None of these students wanted to be soothed or protected. Matter of fact questions and conversations about their experiences validated their stories. Shying away from the complexity of reality was insulting. Unless the person was in crisis, calm and rational discussion that challenged the writer and listener’s understanding of the world benefited everyone at the table.
Of course, this was all taught to me through the experience of these classes. Originally, I was a person who cringed at asking difficult questions. But that was my fear of being uncomfortable or of “doing the wrong thing.” I had learned to trust that the shared story was a generous and tough gift and not to worry about breaking it.
Ive worked with a lot of
Ive worked with a lot of survivors of violence. There are many paths toward a sense of healing. And there is not one pattern that fits all. But for some there is a moment of deep healing when they can forgive their violator. Not necessarily in the form of reconciliation, most often that would be truly unwise. But it is in that moment when they can say something to the effect of "I really like who I am. The abuse does not define me but if it hadn't happened, if my life had not unfolded in this way then I would not be who I am." It is a similar move as your question “If she hadn’t run away from home and had that happen, you wouldn’t have been born.”

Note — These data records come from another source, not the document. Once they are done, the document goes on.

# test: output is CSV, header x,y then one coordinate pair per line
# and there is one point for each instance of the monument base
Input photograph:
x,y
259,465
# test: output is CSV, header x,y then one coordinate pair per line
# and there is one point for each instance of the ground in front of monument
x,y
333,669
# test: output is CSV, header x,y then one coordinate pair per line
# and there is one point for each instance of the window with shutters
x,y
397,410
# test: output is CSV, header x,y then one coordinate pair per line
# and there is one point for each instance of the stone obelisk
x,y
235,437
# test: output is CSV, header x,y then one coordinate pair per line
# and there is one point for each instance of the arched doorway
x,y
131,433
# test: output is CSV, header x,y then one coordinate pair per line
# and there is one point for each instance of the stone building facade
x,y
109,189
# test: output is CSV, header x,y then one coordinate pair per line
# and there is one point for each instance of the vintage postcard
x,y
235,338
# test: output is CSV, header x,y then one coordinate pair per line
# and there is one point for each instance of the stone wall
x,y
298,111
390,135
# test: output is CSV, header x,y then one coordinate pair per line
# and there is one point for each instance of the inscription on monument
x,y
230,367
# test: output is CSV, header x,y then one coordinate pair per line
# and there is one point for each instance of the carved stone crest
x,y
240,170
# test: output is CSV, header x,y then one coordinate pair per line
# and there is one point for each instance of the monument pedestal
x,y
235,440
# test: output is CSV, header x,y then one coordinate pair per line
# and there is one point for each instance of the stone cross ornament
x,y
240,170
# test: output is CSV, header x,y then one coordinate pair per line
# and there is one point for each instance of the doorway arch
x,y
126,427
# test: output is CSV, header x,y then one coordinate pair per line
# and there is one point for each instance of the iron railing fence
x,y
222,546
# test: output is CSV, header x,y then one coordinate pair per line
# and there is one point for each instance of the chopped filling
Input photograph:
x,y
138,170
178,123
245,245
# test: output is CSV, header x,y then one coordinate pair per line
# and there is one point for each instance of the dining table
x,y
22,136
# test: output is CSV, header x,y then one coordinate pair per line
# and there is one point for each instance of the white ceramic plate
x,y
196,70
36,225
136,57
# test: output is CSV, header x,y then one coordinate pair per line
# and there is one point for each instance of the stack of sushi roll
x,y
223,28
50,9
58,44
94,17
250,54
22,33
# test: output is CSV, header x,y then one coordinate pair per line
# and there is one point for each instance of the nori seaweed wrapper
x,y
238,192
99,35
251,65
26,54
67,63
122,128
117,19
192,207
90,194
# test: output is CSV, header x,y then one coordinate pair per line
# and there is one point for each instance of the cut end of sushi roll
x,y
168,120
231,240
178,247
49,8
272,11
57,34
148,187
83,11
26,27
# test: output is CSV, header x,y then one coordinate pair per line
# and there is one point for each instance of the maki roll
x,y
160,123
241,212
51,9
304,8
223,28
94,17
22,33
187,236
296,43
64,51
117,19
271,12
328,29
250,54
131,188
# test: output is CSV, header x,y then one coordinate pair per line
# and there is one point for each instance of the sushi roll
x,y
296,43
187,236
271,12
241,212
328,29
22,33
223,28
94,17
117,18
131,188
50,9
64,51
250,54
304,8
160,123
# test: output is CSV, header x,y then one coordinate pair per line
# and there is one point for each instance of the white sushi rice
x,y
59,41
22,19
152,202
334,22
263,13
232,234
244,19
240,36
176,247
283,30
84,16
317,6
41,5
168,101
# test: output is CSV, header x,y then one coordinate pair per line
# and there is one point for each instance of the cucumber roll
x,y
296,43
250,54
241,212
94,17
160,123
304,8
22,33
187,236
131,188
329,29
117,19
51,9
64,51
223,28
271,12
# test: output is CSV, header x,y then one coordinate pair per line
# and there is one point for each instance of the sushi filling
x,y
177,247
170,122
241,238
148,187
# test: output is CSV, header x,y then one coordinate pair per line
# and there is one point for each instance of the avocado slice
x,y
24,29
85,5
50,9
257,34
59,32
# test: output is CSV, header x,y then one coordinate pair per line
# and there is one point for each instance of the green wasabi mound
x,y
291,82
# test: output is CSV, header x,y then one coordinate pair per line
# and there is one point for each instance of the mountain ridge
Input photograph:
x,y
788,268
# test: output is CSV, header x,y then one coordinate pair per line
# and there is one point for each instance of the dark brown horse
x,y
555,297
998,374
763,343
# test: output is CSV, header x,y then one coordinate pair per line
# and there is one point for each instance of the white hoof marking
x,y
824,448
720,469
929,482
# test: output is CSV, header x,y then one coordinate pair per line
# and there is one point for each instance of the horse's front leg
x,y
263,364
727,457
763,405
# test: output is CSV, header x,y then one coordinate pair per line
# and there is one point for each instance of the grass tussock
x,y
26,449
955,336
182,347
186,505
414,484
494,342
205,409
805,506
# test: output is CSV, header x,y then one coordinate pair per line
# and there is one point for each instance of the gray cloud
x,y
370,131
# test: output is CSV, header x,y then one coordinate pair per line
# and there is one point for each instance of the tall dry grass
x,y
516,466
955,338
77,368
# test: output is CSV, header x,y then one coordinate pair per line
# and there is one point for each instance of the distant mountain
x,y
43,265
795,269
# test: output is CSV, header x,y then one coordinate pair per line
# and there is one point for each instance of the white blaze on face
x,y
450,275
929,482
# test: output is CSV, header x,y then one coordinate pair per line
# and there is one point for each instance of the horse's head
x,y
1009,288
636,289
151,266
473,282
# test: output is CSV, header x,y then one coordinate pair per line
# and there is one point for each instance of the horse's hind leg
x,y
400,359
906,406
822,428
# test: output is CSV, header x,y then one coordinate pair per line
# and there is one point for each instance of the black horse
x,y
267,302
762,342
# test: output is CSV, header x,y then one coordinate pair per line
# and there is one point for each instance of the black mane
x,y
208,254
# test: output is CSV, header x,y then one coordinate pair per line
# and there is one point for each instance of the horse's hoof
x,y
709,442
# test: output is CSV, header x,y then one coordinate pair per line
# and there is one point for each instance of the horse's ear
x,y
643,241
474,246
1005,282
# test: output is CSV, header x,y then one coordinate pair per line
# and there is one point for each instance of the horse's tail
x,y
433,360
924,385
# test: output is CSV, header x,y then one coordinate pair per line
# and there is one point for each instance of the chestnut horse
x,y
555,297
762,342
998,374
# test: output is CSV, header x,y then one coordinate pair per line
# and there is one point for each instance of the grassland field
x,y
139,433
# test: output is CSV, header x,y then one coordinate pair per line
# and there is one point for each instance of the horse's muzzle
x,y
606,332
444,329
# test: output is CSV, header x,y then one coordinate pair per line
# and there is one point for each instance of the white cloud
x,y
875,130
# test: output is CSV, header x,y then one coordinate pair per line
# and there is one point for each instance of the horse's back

In the presence of that depth of forgiveness I am humbled.
I can't comprehend that.
I can't comprehend that. Maybe no one can until they have to. Of course, in this story it takes two generations. We don't know about the woman who was raped. Nor do we know about her son who bore a lot of scars from it. But her grandson wasn't really touched by it. So even without trying, time and generations set things right.
Of course many times people become even more victimized and become perpetrators themselves. And the evil grows. But even if it grows for generations, all it takes is one person to stop passing it on.